ロシアのYouTubeチャンネルLIB1995が投稿した動画で、ロストフ州バタイスクにある操車場で貨物列車が仕分けされている様子を楽しめます。バタイスクはロシア南西部に位置し、鉄道の分岐点がある拠点の1つ。ここで、1〜3台目の貨車はA方面に、4〜5台目はB方面へ……などと、目的地別に貨車を仕分けます。
この貨車の仕分け方法は至ってシンプル。坂の上から貨車を転がすだけです。ゴーロゴロ。え……えぇぇ!

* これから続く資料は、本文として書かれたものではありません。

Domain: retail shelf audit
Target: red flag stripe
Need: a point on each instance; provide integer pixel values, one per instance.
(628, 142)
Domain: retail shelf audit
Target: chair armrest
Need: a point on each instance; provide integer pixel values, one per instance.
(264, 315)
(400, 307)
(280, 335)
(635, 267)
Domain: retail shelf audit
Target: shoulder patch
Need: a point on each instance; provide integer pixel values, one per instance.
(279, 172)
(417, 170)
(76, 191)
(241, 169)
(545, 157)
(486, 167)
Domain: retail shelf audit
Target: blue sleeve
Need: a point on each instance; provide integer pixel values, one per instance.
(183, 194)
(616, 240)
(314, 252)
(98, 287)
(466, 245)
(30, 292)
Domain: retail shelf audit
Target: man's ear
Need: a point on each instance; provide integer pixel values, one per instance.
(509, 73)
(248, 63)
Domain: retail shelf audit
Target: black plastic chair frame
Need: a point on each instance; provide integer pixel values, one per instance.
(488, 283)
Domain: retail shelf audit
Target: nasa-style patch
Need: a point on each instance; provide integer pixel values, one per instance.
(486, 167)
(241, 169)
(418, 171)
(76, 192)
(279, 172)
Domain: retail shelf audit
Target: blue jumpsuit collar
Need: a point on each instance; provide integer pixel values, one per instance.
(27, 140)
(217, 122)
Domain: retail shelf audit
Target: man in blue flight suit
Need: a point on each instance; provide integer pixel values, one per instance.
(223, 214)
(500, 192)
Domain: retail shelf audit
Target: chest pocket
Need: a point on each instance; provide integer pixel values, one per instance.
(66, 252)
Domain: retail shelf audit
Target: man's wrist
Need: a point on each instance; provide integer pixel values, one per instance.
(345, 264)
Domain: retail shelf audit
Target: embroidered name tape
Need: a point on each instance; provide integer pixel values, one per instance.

この操車場には貨車を転がすための人工の丘「ハンプ」があります。ハンプのある操車場を「ハンプヤード」と呼びます。仕分けする貨車は連結が解除され、機関車に後ろを押されてハンプを登ります。下り坂に入るとその貨車だけがハンプを滑り落ち、その先のポイントで行き先別に仕分けする仕組みです。なるほど、合理的です。
坂を下る貨車は線路側からブレーキをかける「カーリターダー(Car Retarder)」という設備で速度を制御しつつ、坂を下ったそれぞれの仕分線で同じ行き先の貨車と連結して完了。結構なスピードで連結しており、ここでもちょっとハラハラしてしまいます。

動画には「貨車の切り離しとポイントの切り替えがスムーズ」「この様子をぜひ生で見てみたい」などのコメントが寄せられていました。確かにずっと見ていられますよねー。
かつて日本にも「操車場/ハンプヤード」があった
日本にもかつて操車場があり、この動画と同じ様子が見られました。例えば武蔵野線に日本最大級の「武蔵野操車場」が存在しました。
しかしコンテナ輸送が鉄道貨物の主流になった結果、1984年にヤード式貨車輸送はなくなり、操車場としての機能も停止されました。


日本には現役の操車場こそありませんが、京都鉄道博物館などで当時の設備を見学できます。カーリターダーも、貨車の車輪の下にひっそりとですが……しっかり展示してあります。
【訂正 2020年6月2日】誤字を修正しました。お知らせいただいた読者の方、誠にありがとうございます。